That hesitation about calling yourself Christian? I have that too. As a Gentile I almost want to be pre-Christian, so embarrassing it all is. Wood refers, tellingly, to a Simon Best essay in the Friend from 2010, ‘The Religious Society of Friends in Britain: Simple, Contemporary, Radical?’:‘The de-theologisation of Quakerism is marked by individuals no longer seeing their Quaker involvement as a religious exercise.’ Frankly, I can quite understand this. Other people glaze over, don’t they, even your own family, if they perceive you as ‘being religious’? And many of us don’t get much further than Holden Caulfield, the anti-hero of J D Salinger’s celebrated Catcher in the Rye. Caulfield confesses, endearingly, that: ‘In the first place, I’m sort of an atheist. I like Jesus and all, but I don’t care too much for most of the other stuff in the Bible. Take the Disciples, for instance. They annoy the hell out of me, if you want to know the truth.’ Wood likes Holden too, even comparing George Fox’s writings with the ‘protestations of the disaffected Holden Caulfield… Like Holden, Fox is seemingly surrounded by “phonies” who refuse to tell the truth about themselves.’ Well, this is helpful, when we think that Holden is definitely ‘alienated’ and an ‘outsider’, and that his creator also apparently struggled with both Jewish and Catholic inheritances.

Wood re-instates, via the heavenly Anne Conway, the poetry and, let me say, the Quakerliness of theologising.

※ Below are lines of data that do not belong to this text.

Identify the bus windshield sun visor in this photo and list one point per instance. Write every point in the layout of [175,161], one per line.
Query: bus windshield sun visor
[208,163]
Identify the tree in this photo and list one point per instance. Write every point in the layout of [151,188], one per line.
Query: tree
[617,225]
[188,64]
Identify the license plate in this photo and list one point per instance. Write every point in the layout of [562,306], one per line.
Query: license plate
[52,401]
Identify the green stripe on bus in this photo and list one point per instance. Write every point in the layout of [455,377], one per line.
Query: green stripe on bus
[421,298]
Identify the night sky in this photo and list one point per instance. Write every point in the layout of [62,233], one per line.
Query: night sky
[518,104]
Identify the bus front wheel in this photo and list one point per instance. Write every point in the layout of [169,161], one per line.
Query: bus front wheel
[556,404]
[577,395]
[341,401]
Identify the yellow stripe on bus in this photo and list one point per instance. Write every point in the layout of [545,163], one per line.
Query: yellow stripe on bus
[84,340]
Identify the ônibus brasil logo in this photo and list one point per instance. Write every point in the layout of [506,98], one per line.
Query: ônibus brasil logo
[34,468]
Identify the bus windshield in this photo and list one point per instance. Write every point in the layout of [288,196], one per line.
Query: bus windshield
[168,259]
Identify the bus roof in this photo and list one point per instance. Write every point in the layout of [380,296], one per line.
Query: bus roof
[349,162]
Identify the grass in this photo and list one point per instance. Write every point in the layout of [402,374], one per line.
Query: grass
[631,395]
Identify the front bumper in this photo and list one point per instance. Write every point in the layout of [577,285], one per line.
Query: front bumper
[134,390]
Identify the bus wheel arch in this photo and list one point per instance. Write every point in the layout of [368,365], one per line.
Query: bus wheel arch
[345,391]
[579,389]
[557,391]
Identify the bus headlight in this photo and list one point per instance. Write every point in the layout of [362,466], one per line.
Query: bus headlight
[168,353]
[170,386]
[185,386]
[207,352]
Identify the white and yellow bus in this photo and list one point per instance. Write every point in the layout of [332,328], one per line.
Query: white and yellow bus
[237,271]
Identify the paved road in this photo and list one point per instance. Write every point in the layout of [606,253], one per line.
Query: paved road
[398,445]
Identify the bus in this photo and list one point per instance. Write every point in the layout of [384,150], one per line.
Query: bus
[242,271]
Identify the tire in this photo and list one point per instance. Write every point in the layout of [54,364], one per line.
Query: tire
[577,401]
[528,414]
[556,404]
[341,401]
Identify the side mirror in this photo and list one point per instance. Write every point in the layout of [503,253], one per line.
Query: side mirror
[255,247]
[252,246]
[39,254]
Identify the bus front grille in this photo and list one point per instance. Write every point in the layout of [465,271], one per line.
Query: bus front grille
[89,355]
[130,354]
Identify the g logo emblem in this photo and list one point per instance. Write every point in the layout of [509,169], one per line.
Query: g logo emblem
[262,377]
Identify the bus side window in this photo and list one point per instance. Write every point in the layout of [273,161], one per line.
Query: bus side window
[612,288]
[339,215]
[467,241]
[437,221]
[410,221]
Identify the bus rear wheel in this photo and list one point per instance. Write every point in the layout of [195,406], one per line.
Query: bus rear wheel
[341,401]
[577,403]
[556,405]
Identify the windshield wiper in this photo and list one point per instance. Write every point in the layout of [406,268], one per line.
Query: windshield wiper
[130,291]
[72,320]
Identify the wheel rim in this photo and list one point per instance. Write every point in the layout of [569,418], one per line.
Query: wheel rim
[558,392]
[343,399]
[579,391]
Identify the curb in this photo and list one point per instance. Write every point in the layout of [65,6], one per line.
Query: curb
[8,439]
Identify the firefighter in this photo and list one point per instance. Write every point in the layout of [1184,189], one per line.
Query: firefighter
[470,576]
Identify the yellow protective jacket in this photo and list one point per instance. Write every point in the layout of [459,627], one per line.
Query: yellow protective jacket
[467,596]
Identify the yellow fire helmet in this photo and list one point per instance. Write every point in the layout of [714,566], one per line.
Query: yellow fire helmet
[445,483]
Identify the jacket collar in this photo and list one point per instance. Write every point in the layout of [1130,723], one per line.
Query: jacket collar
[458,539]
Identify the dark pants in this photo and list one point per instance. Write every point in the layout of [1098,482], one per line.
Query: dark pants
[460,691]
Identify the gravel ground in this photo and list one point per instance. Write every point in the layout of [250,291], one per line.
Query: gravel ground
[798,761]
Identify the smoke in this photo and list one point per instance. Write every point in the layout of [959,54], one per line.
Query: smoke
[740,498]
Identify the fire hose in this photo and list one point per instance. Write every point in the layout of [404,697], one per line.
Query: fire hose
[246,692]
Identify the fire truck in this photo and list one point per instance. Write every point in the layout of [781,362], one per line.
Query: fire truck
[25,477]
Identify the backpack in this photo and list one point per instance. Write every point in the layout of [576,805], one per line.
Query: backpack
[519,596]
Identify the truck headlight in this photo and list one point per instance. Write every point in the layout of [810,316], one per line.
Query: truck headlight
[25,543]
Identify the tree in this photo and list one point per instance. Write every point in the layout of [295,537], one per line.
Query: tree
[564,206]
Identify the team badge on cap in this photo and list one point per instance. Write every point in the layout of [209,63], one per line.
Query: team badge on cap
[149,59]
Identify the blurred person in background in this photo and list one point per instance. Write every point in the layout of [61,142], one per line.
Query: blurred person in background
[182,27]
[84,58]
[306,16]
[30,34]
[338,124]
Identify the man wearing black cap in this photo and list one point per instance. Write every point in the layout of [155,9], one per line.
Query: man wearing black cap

This, he admits, may lead to ‘exasperation among many contemporary Liberal Quakers, whose scorn of theologising, constitutes something of a shared dogma’. Again, how rude; but Wood knows he’s on thin ice – he knows to ask what has ‘the speculation of metaphysicians got to do with the unadorned walls of the Meeting House?’ Well, it is in the theology of the passionate heart, not that of logic and abstract speculation, that ‘the living fountain’ which is God’s presence and God’s wisdom, source of true flourishing, good ground of all being, is to be found by those who are prepared to attend. Let’s get this right: ‘Conway’s system is not a dead husk that stands in the way of genuine experience, but the intense crystallisation of spiritual biography, framed as propositions and axioms.’ Respect. After all, Anselm’s famous ontological proof is said, likewise, to be no ‘proof’ at all, but a love letter to holiness.

Hold on to the Quaker God: ‘an unbounded and unruly presence, which suffused [for Fox] the pains and joys of ordinary life.’ And listen to this: ‘whatever my reservations, I am still a Liberal Quaker, albeit one who refuses to jettison the depths of the Christian imagination in the name of some bland, generic “spirituality”.’ Wood makes a clear and decisive religious offer: ‘Once we have disinvested ourselves of the glittering jewels of relevance, we can finally be free to fail by the standards of our secular age, and prosper by the lights of Heaven.’ No need to be pre- or post-Christian; be Quaker.